# Reduced-rank discriminant analysis

In a previous post, I described linear discriminant analysis (LDA) using the following Bayes’ rule

$\displaystyle \pi(y=C_l | x) = \frac{\pi(y=C_l) \pi(x|y=C_l)}{\sum _{l=1}^{C}\pi(y=C_l) \pi(x|y=C_l)}$

where ${\pi(y=C_l)}$ is the prior probability of membership in class ${C_l}$ and the distribution of the predictors for a given class ${C_l}$, ${\pi(x|y=C_l)}$, is a multivariate Gaussian, ${N(\mu_l, \Sigma)}$, with class-specific mean ${\mu_l}$ and common covariance matrix ${\Sigma}$. We then assign a new sample ${x}$ to the class ${C_k}$ with the highest posterior probability ${\pi(y=C_k | x)}$. This approach minimizes the total probability of misclassification [1].

Fisher [2] had a different approach. He proposed to find a linear combination of the predictors such that the between-class covariance is maximized relative to the within-class covariance. That is [3], he wanted a linear combination of the predictors that gave maximum separation between the centers of the data while at the same time minimizing the variation within each group of data.

Variance decomposition

Denote by ${X}$ the ${n \times p}$ matrix with ${n}$ observations of the ${p}$-dimensional predictor.

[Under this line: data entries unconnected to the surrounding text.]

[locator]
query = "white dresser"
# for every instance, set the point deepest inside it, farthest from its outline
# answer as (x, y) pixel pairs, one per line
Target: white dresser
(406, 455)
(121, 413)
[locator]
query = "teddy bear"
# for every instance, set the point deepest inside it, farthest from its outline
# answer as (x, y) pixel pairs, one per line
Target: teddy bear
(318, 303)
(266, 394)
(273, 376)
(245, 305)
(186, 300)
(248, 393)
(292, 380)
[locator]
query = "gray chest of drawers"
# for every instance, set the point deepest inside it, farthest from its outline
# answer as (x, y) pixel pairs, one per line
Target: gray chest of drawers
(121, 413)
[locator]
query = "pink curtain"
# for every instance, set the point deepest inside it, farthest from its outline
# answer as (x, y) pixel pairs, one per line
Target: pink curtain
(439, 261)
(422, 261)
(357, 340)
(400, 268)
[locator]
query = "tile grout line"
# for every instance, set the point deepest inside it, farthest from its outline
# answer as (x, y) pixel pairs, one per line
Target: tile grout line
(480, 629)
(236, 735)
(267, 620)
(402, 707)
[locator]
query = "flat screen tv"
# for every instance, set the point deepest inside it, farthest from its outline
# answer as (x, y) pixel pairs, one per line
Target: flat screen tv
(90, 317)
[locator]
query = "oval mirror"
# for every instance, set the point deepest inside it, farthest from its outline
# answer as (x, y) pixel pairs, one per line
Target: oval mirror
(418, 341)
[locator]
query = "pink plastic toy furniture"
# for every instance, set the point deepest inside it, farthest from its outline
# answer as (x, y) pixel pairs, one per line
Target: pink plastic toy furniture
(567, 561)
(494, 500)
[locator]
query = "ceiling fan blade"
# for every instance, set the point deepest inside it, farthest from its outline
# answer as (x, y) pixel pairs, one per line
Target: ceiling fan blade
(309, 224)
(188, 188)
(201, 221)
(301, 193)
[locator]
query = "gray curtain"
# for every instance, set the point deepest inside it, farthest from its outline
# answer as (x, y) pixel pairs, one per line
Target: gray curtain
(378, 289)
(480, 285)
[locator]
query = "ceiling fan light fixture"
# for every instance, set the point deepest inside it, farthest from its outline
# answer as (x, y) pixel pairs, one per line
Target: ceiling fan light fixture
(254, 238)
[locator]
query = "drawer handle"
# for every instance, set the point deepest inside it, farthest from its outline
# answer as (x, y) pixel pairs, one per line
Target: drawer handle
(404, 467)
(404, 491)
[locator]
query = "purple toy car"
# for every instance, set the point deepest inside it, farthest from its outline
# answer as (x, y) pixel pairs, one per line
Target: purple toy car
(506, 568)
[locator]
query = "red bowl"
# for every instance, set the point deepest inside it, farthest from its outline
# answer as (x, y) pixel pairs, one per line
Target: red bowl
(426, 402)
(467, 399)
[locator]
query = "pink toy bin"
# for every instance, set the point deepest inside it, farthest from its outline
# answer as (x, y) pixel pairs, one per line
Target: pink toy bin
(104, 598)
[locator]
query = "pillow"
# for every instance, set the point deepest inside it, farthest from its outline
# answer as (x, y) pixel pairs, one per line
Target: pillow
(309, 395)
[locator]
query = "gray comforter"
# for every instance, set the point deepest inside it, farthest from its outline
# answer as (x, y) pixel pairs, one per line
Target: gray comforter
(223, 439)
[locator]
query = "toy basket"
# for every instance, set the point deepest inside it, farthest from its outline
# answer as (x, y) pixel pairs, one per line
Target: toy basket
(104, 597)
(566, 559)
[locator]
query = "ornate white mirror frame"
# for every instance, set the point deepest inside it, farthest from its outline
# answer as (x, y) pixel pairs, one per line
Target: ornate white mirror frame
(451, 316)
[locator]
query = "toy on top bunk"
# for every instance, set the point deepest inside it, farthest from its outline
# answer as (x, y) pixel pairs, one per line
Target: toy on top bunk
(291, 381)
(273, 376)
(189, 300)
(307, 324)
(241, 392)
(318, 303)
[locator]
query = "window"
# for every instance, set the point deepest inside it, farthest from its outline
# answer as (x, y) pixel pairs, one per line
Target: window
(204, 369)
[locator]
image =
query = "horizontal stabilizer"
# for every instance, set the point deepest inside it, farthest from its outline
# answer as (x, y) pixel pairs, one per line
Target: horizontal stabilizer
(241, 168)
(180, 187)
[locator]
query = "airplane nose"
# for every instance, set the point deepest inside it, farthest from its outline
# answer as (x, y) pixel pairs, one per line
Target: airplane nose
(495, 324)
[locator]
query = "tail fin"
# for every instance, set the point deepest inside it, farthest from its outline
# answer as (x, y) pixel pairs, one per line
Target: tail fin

The covariance matrix ${\Sigma}$ of ${X}$ can be decomposed into the within-class covariance ${W}$ and the between-class covariance ${B}$, so that

$\displaystyle \Sigma = W + B$

where

$\displaystyle W = \frac{(X - GM)^T(X-GM)}{n-C}, \quad B = \frac{(GM - 1\bar{x})^T(GM - 1\bar{x})}{C-1}$

and ${G}$ is the ${n \times C}$ matrix of class indicator variables so that ${g_{ij} = 1}$ if and only if case ${i}$ is assigned to class ${j}$, ${M}$ is the ${C \times p}$ matrix of class means, ${1\bar{x}}$ is the ${n \times p}$ matrix where each row is formed by ${\bar{x}}$ and ${C}$ is the total number of classes.

Fisher’s approach

Using Fisher’s approach, we want to find the linear combination ${Z = a^TX}$ such that the between-class covariance is maximized relative to the within-class covariance. The between-class covariance of ${Z}$ is ${a^TBa}$ and the within-class covariance is ${a^TWa}$.

So, Fisher’s approach amounts to maximizing the Rayleigh quotient,

$\displaystyle \underset{a}{\text{max }} \frac{a^TBa}{a^T W a}$

[4] propose to sphere the data (see page 305 of [4] for information about sphering) so that the variables have the identity as their within-class covariance matrix. That way, the problem becomes to maximize ${a^TBa}$ subject to ${||a|| = 1}$. As we saw in the post about PCA, this is solved by taking ${a}$ to be the eigenvector of B corresponding to the largest eigenvalue. ${a}$ is unique up to a change of sign, unless there are multiple eigenvalues.

Dimensionality reduction

Similar to principal components, we can take further linear components corresponding to the next largest eigenvalues of ${B}$. There will be at most ${r = \text{min}(p, C-1)}$ positive eigenvalues. The corresponding transformed variables are called the linear discriminants.

Note that the eigenvalues are the proportions of the between-class variance explained by the linear combinations. So we can use this information to decide how many linear discriminants to use, just like we do with PCA. In classification problems, we can also decide how many linear discriminants to use by cross-validation.

Reduced-rank discriminant analysis can be useful to better visualize data. It might be that most of the between-class variance is explained by just a few linear discriminants, allowing us to have a meaningful plot in lower dimension. For example, in a three-class classification problem with many predictors, all the between-class variance of the predictors is captured by only two linear discriminants, which is much easier to visualize than the original high-dimensional space of the predictors.

Regarding interpretation, the magnitude of the coefficients ${a}$ can be used to understand the contribution of each predictor to the classification of samples and provide some understanding and interpretation about the underlying problem.

RRDA and PCA

It is important to emphasize the difference between PCA and Reduced-rank DA. The first computes linear combinations of the predictors that retain most of the variability in the data. It does not make use of the class information and is therefore an unsupervised technique. The latter computes linear combinations of the predictors that retain most of the between-class variance in the data. It uses the class information of the samples and therefore belongs to the group of supervised learning techniques.

References:

[1] Welch, B. L. (1939). Note on discriminant functions. Biometrika, 31(1/2), 218-220.
[2] Fisher, R. A. (1936). The use of multiple measurements in taxonomic problems. Annals of eugenics, 7(2), 179-188.
[3] Kuhn, M. and Johnson, K. (2013). Applied Predictive Modeling. Springer.
[4] Venables, W. N. and Ripley, B. D. (2002). Modern applied statistics with S. Springer.